Non, il n'y aura pas de demain. Tryg est une fée, quelques heures de répit suffiront à le remettre sur pied. Quant à moi je compte bien demander à Ash de régler mon problème de bras. D'ici demain matin nous serons partis. Loin, très loin de ces maudits chasseurs et de leurs regards noirs.

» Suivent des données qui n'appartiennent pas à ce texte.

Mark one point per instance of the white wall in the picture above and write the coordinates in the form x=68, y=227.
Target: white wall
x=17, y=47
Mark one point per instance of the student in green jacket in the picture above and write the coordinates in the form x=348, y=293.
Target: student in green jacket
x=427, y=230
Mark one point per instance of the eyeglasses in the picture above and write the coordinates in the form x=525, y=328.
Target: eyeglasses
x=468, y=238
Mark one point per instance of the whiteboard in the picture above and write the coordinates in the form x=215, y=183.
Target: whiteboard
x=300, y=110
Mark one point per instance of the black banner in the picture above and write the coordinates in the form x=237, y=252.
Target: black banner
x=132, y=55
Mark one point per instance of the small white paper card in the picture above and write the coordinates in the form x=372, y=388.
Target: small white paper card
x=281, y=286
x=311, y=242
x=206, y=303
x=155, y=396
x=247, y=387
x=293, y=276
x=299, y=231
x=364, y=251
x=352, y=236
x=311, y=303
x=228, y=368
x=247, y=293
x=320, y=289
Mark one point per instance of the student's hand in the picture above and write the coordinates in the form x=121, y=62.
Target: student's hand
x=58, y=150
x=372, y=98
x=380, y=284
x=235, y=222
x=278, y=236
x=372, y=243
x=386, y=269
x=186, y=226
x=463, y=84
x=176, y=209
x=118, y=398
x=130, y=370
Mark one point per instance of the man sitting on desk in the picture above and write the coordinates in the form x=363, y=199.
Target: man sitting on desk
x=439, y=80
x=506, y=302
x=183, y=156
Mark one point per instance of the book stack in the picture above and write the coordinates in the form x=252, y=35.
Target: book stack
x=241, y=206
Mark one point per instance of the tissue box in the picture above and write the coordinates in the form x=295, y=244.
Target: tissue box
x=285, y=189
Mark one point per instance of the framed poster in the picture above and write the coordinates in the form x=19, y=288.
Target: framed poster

Les dégâts de notre dernier passage en ces lieux marquent encore les jardins et le hall de la demeure. Le sang et les cadavres ont beau avoir disparu, je les vois encore, imprimés à même ma cornée. Je m'arrête un peu avant les deux immenses battants de bois qui servent de portes temporaires. L'autre ayant été détruite durant l'attaque. Sur le seuil du hall, incrusté à même la dalle en pierre, les traces démoniaques commencent et s'étendent le long de la bâtisse. J'ignore si l'ensemble du manoir est à l'image de ce que j'ai vu du sous-sol ou de l'entrée, mais si c'est le cas, il me faudra des jours pour venir à bout de chaque symbole.

Les autres s'arrêtent en même temps que moi, confus.

− Qui a tracé toutes ces... protections démoniaques ? demandé-je en me penchant pour effleurer celle qui s'étend de part et d'autres du mur extérieur.

− Stephen Maureal, répond le père de Camille. C'est l'un des hommes à l'origine de notre guilde et le dernier encore en activité. C'est lui qui est responsable de créer et de soutenir les nouvelles branches de notre ordre au quatre coins du monde.

Ash, fidèle à mon ombre me suit tandis que je glisse mes doigts le long des colonnes encadrant la porte. Là aussi, de nombreux symboles s'enlacent et s'étendent comme du lierre sur les murs. À mon contact, les traces sombres laissées sur la pierre s'étiolent et s'effacent en douceur, rongées par mon don.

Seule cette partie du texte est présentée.